Northwestern Events Calendar

Mar
31
2023

Critical Theory--Liberation Ecology: Maroonage, Mining, and Sylvia Wynter’s Black Metamorphosis [WORKSHOP]

When: Friday, March 31, 2023
10:00 AM - 12:30 PM CT

Where: Crowe Hall, 1-132, 1860 Campus Drive, Evanston, IL 60208 map it

Audience: Faculty/Staff - Post Docs/Docs - Graduate Students

Cost: $0

Contact: Phil Hoskins   (847) 491-3864

Group: Critical Theory

Category: Academic

Description:

A workshop with Romy Opperman, Graduate Student Respondents, and an informal discussion with graduate students situating the delivered talk from the night before, in the context of Opperman’s ongoing book project, Groundings: Black Ecologies of Freedom.

Romy Opperman is a Mellon Postdoctoral Fellow in Philosophy at The New School for Social Research.

WORKSHOP: Friday, March 31, 2023 // 10:00am // Crowe Hall 1132, Asian American Studies and Latina/o/x Studies seminar room

…AND…

Liberation Ecology: Maroonage, Mining, and Sylvia Wynter’s Black Metamorphosis

LECTURE: Thursday, March 30, 2023 // 4:00pm // Kresge 2351, Kaplan seminar room

Abstract: This talk draws on Sylvia Wynter’s unpublished manuscript, Black Metamorphosis: New Natives in a New World, to offer an understanding of freedom grounded in Black diasporic conceptualizations of the Earth and ecologies. I begin by introducing a constellation of grounded concepts from Black Metamorphosis, including: maroonage, burial grounds, and the Earth, as well as Wynter’s critique of distributive justice. I use this to think with the Leeward Maroons in Jamaica and their struggle against the current encroachment of Bauxite mining on their lands. I argue that the Leeward Maroons trouble existing frames of environmental justice and conservation.
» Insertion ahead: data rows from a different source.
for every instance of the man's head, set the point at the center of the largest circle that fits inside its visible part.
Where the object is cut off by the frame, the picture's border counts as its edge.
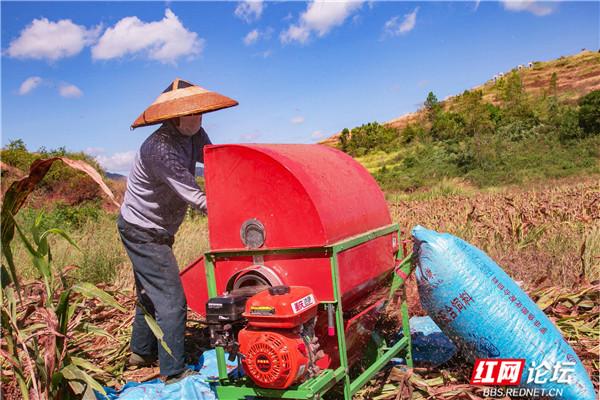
(188, 125)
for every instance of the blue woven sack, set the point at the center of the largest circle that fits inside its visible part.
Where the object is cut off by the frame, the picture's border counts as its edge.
(487, 315)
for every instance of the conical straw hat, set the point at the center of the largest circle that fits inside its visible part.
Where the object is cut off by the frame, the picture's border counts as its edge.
(179, 99)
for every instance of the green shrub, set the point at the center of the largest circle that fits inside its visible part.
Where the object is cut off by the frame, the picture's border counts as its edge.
(589, 113)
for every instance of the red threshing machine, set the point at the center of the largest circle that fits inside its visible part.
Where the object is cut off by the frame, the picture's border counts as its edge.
(303, 258)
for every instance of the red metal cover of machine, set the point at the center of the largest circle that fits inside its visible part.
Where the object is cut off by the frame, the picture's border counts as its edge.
(292, 307)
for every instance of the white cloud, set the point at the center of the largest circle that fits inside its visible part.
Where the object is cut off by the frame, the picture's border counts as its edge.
(249, 10)
(264, 54)
(320, 17)
(297, 120)
(29, 84)
(118, 162)
(44, 39)
(69, 90)
(534, 7)
(165, 40)
(94, 151)
(395, 27)
(251, 37)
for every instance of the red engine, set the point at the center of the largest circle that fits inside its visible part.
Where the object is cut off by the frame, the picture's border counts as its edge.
(278, 345)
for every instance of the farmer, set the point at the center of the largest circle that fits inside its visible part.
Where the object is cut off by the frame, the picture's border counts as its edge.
(160, 186)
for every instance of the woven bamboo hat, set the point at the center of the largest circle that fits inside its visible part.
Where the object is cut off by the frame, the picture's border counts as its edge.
(182, 98)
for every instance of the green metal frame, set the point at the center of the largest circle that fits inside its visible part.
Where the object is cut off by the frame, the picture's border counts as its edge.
(315, 387)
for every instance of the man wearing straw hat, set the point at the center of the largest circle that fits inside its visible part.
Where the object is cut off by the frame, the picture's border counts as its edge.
(160, 186)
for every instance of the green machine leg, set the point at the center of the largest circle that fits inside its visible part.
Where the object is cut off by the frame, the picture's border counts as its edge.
(316, 387)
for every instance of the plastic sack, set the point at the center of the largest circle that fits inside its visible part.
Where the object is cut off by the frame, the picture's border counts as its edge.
(196, 387)
(430, 346)
(487, 315)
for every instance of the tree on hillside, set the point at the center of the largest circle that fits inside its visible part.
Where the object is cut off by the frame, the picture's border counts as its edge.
(432, 107)
(475, 114)
(514, 98)
(589, 113)
(344, 139)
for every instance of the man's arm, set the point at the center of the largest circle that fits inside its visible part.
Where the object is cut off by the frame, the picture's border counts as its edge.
(169, 169)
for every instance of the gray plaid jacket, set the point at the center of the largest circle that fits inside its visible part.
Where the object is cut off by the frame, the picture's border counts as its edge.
(162, 181)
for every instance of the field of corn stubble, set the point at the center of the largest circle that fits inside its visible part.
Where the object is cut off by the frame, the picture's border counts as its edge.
(546, 237)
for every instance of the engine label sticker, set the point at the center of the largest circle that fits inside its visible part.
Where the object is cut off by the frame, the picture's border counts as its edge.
(262, 310)
(303, 303)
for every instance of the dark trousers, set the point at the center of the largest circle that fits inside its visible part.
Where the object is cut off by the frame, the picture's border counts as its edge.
(159, 292)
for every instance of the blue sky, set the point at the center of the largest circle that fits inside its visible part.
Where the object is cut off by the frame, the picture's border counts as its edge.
(77, 74)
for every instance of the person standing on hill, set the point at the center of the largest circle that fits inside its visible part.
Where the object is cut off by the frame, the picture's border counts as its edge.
(160, 186)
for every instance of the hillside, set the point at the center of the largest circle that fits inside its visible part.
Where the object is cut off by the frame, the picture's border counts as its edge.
(576, 75)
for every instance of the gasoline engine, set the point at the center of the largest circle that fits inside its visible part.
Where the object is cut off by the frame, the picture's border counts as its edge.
(274, 335)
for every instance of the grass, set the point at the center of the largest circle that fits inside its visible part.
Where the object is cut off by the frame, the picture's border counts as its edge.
(548, 231)
(547, 234)
(102, 258)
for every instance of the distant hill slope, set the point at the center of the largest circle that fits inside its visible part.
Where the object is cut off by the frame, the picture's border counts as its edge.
(577, 75)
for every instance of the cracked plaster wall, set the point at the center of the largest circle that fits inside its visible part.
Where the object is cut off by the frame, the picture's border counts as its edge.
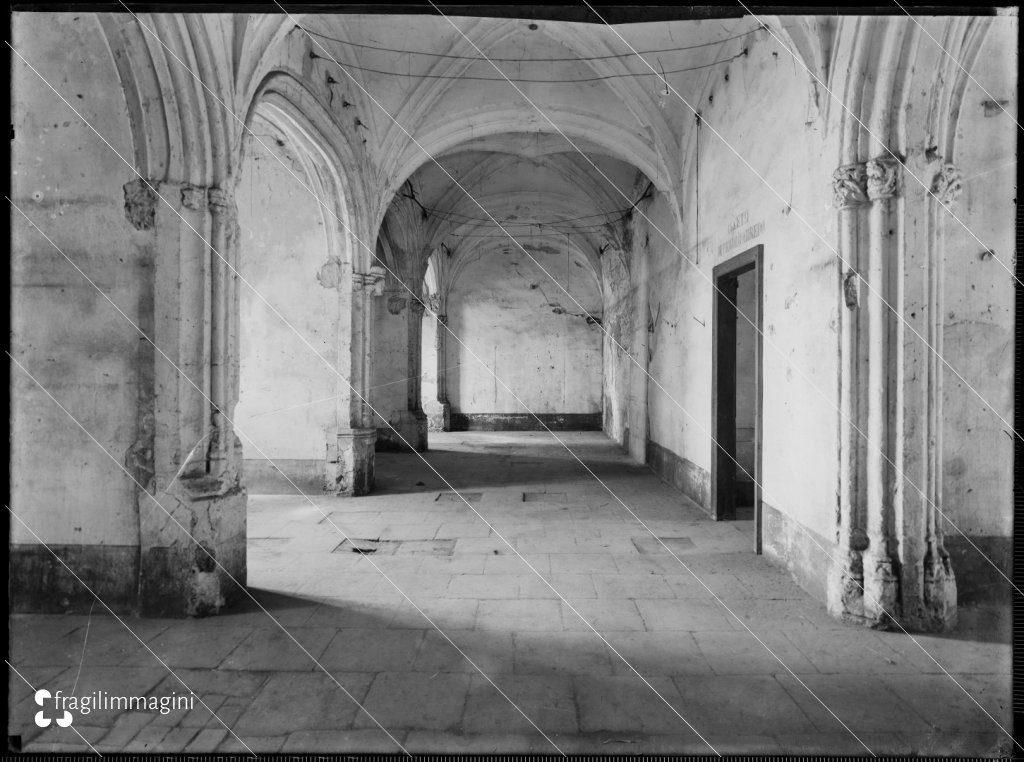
(527, 330)
(283, 253)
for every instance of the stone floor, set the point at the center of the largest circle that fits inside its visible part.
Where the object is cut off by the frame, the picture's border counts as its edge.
(361, 641)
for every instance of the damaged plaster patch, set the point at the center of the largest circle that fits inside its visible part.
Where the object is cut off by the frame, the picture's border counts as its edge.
(140, 205)
(331, 272)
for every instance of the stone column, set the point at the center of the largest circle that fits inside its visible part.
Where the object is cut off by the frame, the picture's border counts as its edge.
(881, 584)
(352, 461)
(196, 455)
(845, 589)
(442, 372)
(414, 391)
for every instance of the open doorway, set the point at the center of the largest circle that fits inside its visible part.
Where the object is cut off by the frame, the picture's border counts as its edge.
(736, 398)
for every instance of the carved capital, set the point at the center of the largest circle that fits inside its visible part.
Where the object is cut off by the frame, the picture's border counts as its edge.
(947, 184)
(850, 185)
(883, 178)
(140, 204)
(194, 197)
(372, 282)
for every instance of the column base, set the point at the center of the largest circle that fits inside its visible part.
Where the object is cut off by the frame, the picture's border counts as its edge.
(845, 589)
(411, 425)
(350, 471)
(939, 610)
(198, 576)
(881, 591)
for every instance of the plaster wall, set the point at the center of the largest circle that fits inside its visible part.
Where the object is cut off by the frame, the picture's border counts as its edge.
(978, 328)
(389, 389)
(745, 375)
(536, 340)
(729, 210)
(62, 330)
(287, 405)
(428, 371)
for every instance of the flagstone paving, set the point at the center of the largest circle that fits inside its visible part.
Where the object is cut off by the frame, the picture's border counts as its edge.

Consequently, we need an alternative approach to this and other struggles over ecology, race, and reproduction. I offer the concepts of liberation ecology and grounding freedom as the beginning of an alternative and end by considering some of its wider implications.

 

ROMY OPPERMAN’s research bridges Africana, continental, decolonial, environmental, and feminist philosophy to foreground issues of racism and colonialism for environmental ethics and justice. Specifically, Opperman’s work is oriented by eco-philosophies that trouble theories of justice inherited from liberal political philosophy, and by ontological politics and practices of freedom operative in racial ecologies, place-based movements, and struggles over land and “the environment.”